Apollo 18 is being marketed as “the truth” as to why we never went back to the moon. The film uses so-called found footage chronicling what supposedly happened to the last three astronauts to go up in 1974. For months and months, the names of the actors weren’t revealed because, you know, this is supposed to be real! These are not actors! And even now, only the names of two of the three actors are easy to find. Like we give a shit. Worse still: After the movie, the closing credits invite you to visit a website. If you’re that easy to manipulate, you get what you deserve. The site claims to have been “forcibly shut down.” How clever.
Any nefarious plots suggesting the use of the astronauts as guinea pigs, or claiming those rocks we brought were good for anything besides presents for foreign dignitaries, is barely touched upon.

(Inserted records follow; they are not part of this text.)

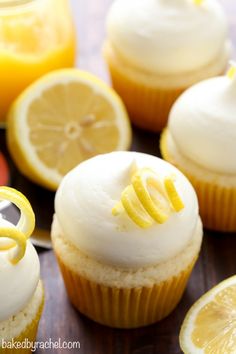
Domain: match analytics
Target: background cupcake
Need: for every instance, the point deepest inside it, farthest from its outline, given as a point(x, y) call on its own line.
point(21, 291)
point(200, 140)
point(126, 240)
point(157, 49)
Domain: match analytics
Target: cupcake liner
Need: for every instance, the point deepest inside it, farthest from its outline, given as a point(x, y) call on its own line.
point(28, 334)
point(148, 107)
point(217, 203)
point(124, 307)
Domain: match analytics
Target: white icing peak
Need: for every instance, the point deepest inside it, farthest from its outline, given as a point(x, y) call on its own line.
point(203, 124)
point(87, 195)
point(167, 36)
point(19, 281)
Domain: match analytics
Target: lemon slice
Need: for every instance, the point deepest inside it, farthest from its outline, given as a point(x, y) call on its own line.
point(62, 119)
point(19, 240)
point(210, 325)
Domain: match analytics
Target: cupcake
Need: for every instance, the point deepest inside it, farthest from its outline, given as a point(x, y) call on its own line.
point(126, 234)
point(21, 291)
point(200, 139)
point(155, 49)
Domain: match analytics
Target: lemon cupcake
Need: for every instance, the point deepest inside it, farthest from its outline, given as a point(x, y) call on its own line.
point(155, 49)
point(200, 140)
point(126, 233)
point(21, 291)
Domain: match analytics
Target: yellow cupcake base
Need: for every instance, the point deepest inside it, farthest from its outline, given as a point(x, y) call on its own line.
point(217, 202)
point(29, 334)
point(124, 307)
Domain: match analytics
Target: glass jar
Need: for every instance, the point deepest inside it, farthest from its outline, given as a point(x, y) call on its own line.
point(36, 36)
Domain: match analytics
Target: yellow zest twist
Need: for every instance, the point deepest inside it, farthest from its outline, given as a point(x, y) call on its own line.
point(232, 70)
point(24, 228)
point(198, 2)
point(148, 199)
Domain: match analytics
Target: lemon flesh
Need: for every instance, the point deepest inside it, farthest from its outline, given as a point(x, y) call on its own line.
point(210, 325)
point(61, 120)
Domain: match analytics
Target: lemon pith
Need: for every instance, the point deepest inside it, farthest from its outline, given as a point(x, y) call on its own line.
point(210, 325)
point(148, 199)
point(64, 118)
point(21, 232)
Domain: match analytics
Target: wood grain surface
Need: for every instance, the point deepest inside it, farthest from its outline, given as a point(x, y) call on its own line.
point(216, 262)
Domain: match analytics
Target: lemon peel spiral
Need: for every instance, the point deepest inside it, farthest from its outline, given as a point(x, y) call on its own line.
point(148, 199)
point(198, 2)
point(232, 70)
point(22, 230)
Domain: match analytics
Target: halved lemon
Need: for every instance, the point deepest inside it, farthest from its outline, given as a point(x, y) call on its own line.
point(61, 120)
point(210, 325)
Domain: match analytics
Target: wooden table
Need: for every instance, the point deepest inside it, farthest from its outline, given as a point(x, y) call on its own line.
point(60, 320)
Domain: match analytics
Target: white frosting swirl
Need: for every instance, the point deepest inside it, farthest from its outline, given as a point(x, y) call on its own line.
point(84, 203)
point(167, 36)
point(18, 282)
point(203, 126)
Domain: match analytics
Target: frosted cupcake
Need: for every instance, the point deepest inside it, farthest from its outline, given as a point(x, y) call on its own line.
point(155, 49)
point(200, 140)
point(21, 291)
point(126, 233)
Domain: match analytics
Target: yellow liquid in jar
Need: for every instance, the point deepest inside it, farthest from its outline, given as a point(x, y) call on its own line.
point(35, 38)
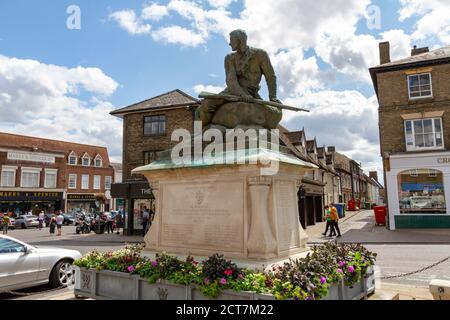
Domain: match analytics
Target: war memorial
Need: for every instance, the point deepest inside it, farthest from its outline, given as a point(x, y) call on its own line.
point(232, 204)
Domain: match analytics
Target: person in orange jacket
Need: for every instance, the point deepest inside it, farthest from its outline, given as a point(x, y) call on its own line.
point(334, 217)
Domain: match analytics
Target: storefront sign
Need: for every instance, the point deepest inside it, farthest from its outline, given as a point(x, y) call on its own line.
point(444, 160)
point(30, 196)
point(135, 190)
point(81, 197)
point(32, 157)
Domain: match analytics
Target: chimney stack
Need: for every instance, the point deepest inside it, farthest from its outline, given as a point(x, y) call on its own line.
point(373, 174)
point(385, 52)
point(415, 51)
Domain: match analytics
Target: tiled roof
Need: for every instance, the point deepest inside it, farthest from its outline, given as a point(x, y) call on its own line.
point(169, 99)
point(321, 152)
point(295, 137)
point(284, 138)
point(15, 141)
point(310, 145)
point(437, 54)
point(116, 166)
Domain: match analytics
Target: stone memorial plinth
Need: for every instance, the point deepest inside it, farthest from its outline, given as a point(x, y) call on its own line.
point(231, 209)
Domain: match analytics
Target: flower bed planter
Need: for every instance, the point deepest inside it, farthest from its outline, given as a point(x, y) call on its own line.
point(354, 292)
point(333, 293)
point(112, 285)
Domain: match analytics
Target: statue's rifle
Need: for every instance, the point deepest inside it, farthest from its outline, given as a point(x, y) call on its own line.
point(229, 97)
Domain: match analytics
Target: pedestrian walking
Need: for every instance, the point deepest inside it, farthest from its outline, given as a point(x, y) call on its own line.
point(327, 219)
point(5, 223)
point(145, 221)
point(334, 217)
point(118, 220)
point(59, 223)
point(109, 221)
point(41, 219)
point(52, 225)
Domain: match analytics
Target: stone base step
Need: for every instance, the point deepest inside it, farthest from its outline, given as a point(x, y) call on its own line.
point(384, 295)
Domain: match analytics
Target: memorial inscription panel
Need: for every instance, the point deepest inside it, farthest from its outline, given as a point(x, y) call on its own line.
point(208, 216)
point(287, 218)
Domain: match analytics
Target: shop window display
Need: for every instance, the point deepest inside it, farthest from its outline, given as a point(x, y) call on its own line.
point(421, 191)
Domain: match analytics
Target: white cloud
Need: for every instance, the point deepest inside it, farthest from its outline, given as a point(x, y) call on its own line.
point(127, 20)
point(154, 12)
point(433, 22)
point(220, 3)
point(177, 34)
point(42, 100)
point(208, 88)
point(345, 119)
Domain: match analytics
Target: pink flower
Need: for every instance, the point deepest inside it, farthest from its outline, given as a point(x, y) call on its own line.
point(228, 272)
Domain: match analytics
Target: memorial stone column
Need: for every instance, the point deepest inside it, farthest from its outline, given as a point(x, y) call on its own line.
point(152, 236)
point(261, 241)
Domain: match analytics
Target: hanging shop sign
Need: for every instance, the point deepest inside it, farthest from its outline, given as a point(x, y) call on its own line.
point(32, 157)
point(30, 196)
point(81, 197)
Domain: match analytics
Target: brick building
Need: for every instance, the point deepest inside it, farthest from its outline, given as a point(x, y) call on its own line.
point(41, 174)
point(414, 121)
point(147, 130)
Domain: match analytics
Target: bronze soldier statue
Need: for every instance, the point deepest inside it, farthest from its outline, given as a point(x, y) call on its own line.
point(244, 70)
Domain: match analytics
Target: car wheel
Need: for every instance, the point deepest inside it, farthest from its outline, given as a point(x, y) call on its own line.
point(62, 274)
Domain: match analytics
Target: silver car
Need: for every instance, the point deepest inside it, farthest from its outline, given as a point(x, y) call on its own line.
point(26, 221)
point(24, 266)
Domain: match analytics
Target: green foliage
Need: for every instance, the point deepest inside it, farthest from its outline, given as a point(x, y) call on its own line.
point(302, 279)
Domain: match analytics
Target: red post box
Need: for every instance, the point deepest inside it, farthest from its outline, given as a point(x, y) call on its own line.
point(352, 205)
point(380, 215)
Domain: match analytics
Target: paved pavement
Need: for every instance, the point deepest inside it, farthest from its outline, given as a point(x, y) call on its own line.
point(359, 227)
point(399, 252)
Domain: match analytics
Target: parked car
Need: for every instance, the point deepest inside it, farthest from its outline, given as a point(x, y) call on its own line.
point(12, 223)
point(24, 266)
point(69, 218)
point(47, 218)
point(27, 221)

Instead, the movie relies on pure atmosphere and increasingly loud second-rate scare scenes in an attempt to try to keep you awake as time ticks by.
Then the movie is over. Just like that. After almost 90 minutes of cheap thrills you can see coming from clear across on the moon’s darker side, this bogus Alien-meets-The Blair Witch Project affair disappears from the screen and from memory faster than you can say “NASA.” Unlike the perfectly paced, genuine tension of Alien (where there is a reason and consequence for every turn), the “horror” in Apollo 18 is no more than a gratuitously claustrophobic succession of shocking gimmicks that were old — and better — in the ’80s.
Too bad, because the film’s visuals effectively recreate an updated version of the early days of the space program (at one point we hear Aqualung-era Jethro Tull, in case you forgot we’re talking about 1974) and the three actors (especially Lloyd Owen) do the best they can with lines like “There is something out there,” “Those Russians could be anywhere,” and “What was that?”
According to industry pre-release survey, Apollo 18 was probably going to earn the number one spot among releases of Labor Day, traditionally one of the slowest movie-going times of the year.
Allow me to give you a small piece of post-release advice: Don’t bother. •
Apollo 18 (PG-13)
Dir. Gonzalo López-Gallego; writ. Brian Miller, Cory Goodman; feat. Warren Christie, Lloyd Owen, and another guy lost in space.